Addressing challenges for population genetic inference from next-generation sequencing
- Author(s): Han, Eunjung
- Advisor(s): Novembre, John
- Sinsheimer, Janet S
- et al.
Next-generation sequencing (NGS) data provides tremendous opportunities for making new discoveries in biology and medicine. However, a structure of NGS data poses many inherent challenges - for example, reads have high error rates, read mapping is sometimes uncertain, and coverage is variable and in many cases low or completely absent. These challenges make accurate individual-level genotype calls difficult and make downstream analysis based on genotypes problematic if genotype uncertainty is not accounted for. In this dissertation, I present recent works addressing challenges that arise in the analysis of NGS data for population genetic inferences and and provide recommendations and guidelines to interpret such data with precision. Throughout this dissertation, I focus on estimating the site frequency spectrum (SFS). The distribution of allele frequencies across polymorphic sites, also known as the SFS, is of primary interest in population genetics. It is a complete summary of sequence variation at unlinked sites and more generally, its shape reflects underlying population genetic processes.
First, I characterize biases that can arise inferring the SFS from low- to medium-coverage sequencing data and present a statistical method that can ameliorate such biases. I compare two approaches to estimate the SFS from sequencing data: one approach infers individual genotypes from aligned sequencing reads and then estimates the SFS based on the inferred genotypes (call-based approach) and the other approach directly estimates the SFS from aligned sequencing reads by maximum likelihood (direct estimation approach). I find that the SFS estimated by the direct estimation approach is unbiased even at low coverage, whereas the SFS by the call-based approach becomes biased as coverage decreases. The direction of the bias in the call-based approach depends on the pipeline to infer genotypes. Estimating genotypes by pooling individuals in a sample (multisample calling) results in underestimation of the number of rare variants, whereas estimating genotypes in each individual and merging them later (single-sample calling) leads to overestimation of rare variants. I characterize the impact of these biases on downstream analyses, such as demographic parameter estimation and genome-wide selection scans.

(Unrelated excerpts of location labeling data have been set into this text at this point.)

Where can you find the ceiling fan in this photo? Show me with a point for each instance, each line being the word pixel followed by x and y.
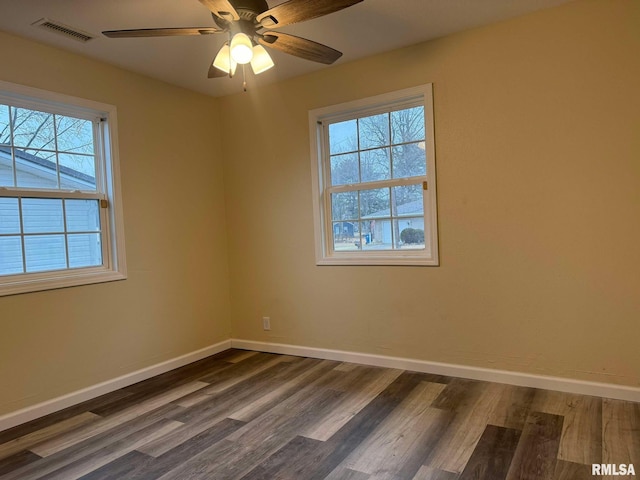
pixel 248 24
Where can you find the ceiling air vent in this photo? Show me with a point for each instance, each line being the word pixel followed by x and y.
pixel 67 31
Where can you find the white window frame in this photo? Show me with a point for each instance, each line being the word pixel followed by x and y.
pixel 319 119
pixel 107 186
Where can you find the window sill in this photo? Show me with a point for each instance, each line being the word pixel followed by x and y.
pixel 390 260
pixel 55 280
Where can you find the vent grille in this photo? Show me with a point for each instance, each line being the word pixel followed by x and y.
pixel 67 31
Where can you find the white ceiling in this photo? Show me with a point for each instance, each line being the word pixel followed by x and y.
pixel 367 28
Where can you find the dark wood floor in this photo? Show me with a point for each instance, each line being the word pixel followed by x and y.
pixel 247 415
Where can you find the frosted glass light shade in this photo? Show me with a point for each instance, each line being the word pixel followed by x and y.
pixel 241 48
pixel 261 61
pixel 224 62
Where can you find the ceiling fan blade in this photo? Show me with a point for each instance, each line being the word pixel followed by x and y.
pixel 216 72
pixel 222 9
pixel 295 11
pixel 160 32
pixel 300 47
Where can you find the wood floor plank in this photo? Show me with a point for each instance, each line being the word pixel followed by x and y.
pixel 536 455
pixel 428 473
pixel 202 417
pixel 354 432
pixel 364 388
pixel 277 395
pixel 139 466
pixel 492 456
pixel 581 440
pixel 293 460
pixel 346 474
pixel 57 417
pixel 621 432
pixel 113 451
pixel 274 417
pixel 49 447
pixel 459 394
pixel 122 467
pixel 230 377
pixel 29 440
pixel 394 446
pixel 240 355
pixel 254 443
pixel 82 449
pixel 573 471
pixel 16 461
pixel 472 415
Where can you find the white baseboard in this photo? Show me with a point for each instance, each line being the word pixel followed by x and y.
pixel 41 409
pixel 606 390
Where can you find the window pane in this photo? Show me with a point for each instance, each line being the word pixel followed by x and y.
pixel 42 215
pixel 343 137
pixel 374 131
pixel 9 216
pixel 82 215
pixel 344 169
pixel 5 130
pixel 376 234
pixel 375 165
pixel 407 125
pixel 374 203
pixel 74 135
pixel 407 201
pixel 345 236
pixel 84 250
pixel 36 169
pixel 45 252
pixel 411 232
pixel 6 167
pixel 33 129
pixel 77 172
pixel 344 206
pixel 409 160
pixel 10 255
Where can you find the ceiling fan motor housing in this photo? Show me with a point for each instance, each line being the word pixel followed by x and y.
pixel 247 10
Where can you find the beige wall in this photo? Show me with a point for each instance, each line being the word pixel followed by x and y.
pixel 538 165
pixel 176 299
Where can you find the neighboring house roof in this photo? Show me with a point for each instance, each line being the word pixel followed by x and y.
pixel 46 167
pixel 404 210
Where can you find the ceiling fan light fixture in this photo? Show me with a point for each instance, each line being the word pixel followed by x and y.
pixel 241 48
pixel 224 61
pixel 261 61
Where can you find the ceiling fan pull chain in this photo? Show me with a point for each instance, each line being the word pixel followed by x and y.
pixel 244 80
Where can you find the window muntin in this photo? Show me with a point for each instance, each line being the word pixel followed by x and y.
pixel 374 180
pixel 60 218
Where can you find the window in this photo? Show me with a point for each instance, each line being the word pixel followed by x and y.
pixel 374 189
pixel 60 212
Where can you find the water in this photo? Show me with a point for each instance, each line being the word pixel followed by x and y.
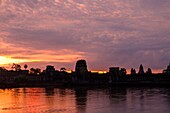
pixel 85 100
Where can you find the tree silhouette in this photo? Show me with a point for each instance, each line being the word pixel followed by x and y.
pixel 63 69
pixel 16 67
pixel 25 66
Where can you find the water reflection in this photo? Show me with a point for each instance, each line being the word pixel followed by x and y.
pixel 85 100
pixel 81 99
pixel 49 91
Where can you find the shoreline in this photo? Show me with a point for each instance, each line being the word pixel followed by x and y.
pixel 84 84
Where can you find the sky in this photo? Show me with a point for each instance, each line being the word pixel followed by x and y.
pixel 106 33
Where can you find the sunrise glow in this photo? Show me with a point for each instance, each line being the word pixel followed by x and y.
pixel 8 60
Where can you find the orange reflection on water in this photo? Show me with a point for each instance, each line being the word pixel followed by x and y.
pixel 33 100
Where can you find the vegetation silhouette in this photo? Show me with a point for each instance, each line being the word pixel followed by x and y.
pixel 80 77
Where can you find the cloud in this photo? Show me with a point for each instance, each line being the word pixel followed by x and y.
pixel 105 33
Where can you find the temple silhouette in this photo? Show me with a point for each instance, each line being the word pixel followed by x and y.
pixel 81 76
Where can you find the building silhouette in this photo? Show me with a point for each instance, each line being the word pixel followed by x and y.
pixel 81 69
pixel 141 70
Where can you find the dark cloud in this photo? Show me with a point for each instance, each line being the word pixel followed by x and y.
pixel 106 33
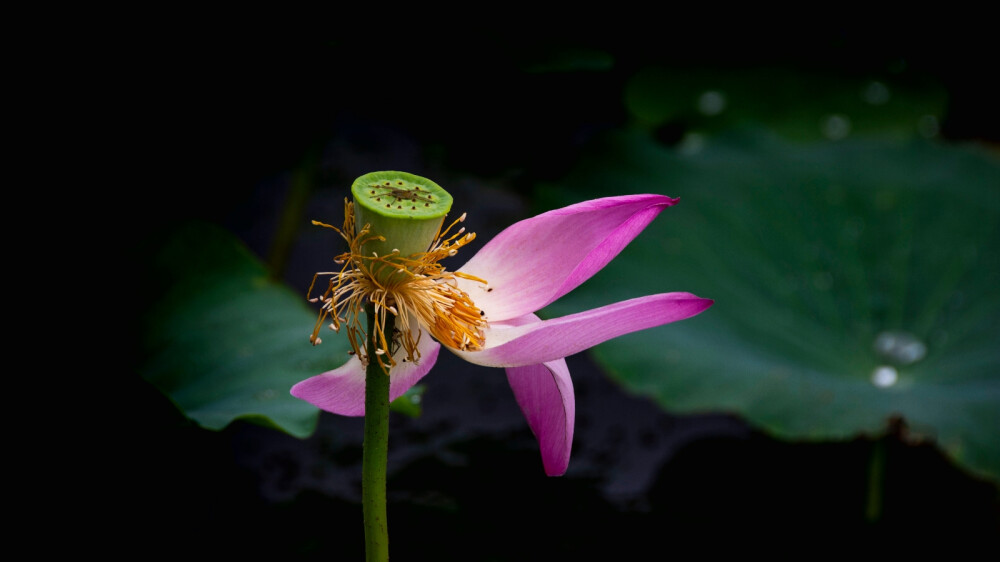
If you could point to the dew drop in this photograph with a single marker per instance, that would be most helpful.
(901, 348)
(836, 126)
(884, 376)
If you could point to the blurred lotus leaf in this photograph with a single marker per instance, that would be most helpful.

This work highlights that depending on the pipeline used to infer the SFS, one can reach different conclusions in population genetic inference with the same data set. Thus, careful attention to the analysis pipeline and SFS estimation procedures is vital for population genetic inferences.
Next, I describe a development of a novel algorithm that can speed-up the existing direct estimation method with the EM optimization. The existing method directly estimates the SFS from sequencing data by first computing site likelihood vectors (i.e. the likelihood a site has a each possible allele frequency conditional on observed sequence reads) using a dynamic programming (DP) algorithm. Although this method produces an accurate SFS, computing the site likelihood vector is quadratic in the number of samples sequenced. To overcome this computational challenge, I propose an algorithm we call the adaptive K-restricted algorithm, which is linear in the number of genomes to compute the site likelihood vector. This algorithm works because in a lower triangular matrix that arises in the DP algorithm, all non-negligible values of the site likelihood vector are concentrated on a few cells around the best- guess allele counts. I show that this adaptive K-restricted algorithm has comparable accuracy but is faster than the original DP algorithm. This speed improvement makes SFS estimation practical when using low coverage NGS data from a large number of individuals.
Finally, as an application, I analyze high-coverage sequencing data of two dogs and three wolves to detect genetic signatures of adaptation during early dog domestication. This work is part of a larger research effort, called the Canid Genome Project, where I take the lead in the selection scans. We identify the importance of dietary evolution in early dog domestication, supported by our top selection hit, a CCRN4L gene. Moreover, we observe that genes affecting brain function, metabolism, and morphology show signatures of selection in the dog lineage.